Entre las trasnacionales de maquinaria agrícola y las de semillas-agrotóxicos, existen contratos de colaboración y hasta empresas compartidas de base digital-instrumental (por ejemplo: Precisión Hawk, Raven, Sentera, Agribotix). Monsanto y Syngenta, destinaron en 2017 25% de sus inversiones en capital a la compra de alta tecnología, y se espera para 2018 esa inversión alcance el 50%.

En la actualidad la información es fuente de rentabilidad, la tecnología nos da la posibilidad de medir en cada pixel el rendimiento del presente y de 30 años atrás de imágenes satelitales, construir monitores de rendimiento y correlacionar datos de diferentes variables, tomando decisiones a partir de la información precisa, que permita hacer más eficiente el uso de insumos.

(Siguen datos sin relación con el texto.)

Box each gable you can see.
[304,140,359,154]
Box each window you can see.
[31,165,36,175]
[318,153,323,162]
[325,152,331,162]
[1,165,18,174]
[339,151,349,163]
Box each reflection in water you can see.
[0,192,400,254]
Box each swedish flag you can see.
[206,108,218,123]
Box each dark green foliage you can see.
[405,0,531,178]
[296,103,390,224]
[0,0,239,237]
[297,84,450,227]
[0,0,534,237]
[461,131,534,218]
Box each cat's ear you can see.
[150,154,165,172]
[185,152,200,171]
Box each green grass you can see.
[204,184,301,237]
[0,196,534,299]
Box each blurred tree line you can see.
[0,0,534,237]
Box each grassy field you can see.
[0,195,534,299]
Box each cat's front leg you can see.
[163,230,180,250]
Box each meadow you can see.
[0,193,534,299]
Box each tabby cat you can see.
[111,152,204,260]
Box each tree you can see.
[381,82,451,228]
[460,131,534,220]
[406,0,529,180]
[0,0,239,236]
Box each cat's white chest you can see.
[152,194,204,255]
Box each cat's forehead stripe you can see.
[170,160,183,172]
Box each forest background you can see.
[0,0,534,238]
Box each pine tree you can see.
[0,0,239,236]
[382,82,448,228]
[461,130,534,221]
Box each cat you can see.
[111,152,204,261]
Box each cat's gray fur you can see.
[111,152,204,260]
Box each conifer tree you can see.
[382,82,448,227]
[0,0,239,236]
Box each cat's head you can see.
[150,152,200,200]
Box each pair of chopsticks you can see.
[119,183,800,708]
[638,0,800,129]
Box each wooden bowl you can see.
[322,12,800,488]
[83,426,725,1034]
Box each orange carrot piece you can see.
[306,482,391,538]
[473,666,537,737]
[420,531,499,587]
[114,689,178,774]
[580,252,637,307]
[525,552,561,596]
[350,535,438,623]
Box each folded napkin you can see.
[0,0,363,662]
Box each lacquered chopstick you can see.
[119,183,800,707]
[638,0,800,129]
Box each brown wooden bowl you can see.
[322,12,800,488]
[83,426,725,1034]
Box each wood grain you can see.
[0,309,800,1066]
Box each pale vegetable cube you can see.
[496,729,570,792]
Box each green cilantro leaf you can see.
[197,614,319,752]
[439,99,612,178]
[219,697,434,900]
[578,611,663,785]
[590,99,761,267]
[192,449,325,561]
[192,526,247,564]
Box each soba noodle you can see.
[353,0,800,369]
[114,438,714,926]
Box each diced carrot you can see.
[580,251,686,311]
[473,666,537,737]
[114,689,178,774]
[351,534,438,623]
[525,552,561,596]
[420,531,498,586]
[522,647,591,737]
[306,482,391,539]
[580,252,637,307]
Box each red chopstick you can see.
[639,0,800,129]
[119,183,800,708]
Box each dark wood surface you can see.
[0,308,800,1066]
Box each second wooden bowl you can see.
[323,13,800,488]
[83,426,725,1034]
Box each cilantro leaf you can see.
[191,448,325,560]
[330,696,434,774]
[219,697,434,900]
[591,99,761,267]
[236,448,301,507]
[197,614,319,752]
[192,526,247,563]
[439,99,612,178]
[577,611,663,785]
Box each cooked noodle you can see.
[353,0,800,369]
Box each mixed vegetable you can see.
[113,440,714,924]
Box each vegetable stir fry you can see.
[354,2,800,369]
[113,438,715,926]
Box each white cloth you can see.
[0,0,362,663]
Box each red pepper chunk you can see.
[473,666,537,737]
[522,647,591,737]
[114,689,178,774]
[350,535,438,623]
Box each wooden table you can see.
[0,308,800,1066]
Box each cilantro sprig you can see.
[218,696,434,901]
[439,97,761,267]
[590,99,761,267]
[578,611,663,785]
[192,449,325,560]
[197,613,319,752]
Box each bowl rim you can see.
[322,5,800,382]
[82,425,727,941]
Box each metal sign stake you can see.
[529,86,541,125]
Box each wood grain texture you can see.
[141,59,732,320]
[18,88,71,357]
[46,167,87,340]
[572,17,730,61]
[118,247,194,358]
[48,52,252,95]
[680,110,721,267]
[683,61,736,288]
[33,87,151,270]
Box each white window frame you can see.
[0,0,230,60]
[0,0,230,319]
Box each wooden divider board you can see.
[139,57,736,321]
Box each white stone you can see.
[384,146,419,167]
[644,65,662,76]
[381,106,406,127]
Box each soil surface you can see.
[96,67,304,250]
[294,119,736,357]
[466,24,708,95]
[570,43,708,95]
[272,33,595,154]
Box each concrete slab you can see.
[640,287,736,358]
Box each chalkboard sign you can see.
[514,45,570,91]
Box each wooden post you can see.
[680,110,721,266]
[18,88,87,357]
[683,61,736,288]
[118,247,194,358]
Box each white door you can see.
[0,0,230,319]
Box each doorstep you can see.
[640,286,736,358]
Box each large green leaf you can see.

Una agricultura intensiva en insumos e intensiva en conocimiento es la agricultura moderna. Quienes dominen el conocimiento estratégico, son/serán parte de los que decidirán sobre la seguridad y soberanía alimentaria de la población mundial.

* Centro Latinoamericano de Investigación, Innovación y Desarrollo Agrario (CLIIDA), asociado al Centro Latinoamericano de Análisis Estratégico (CLAE, www.estrategia.la)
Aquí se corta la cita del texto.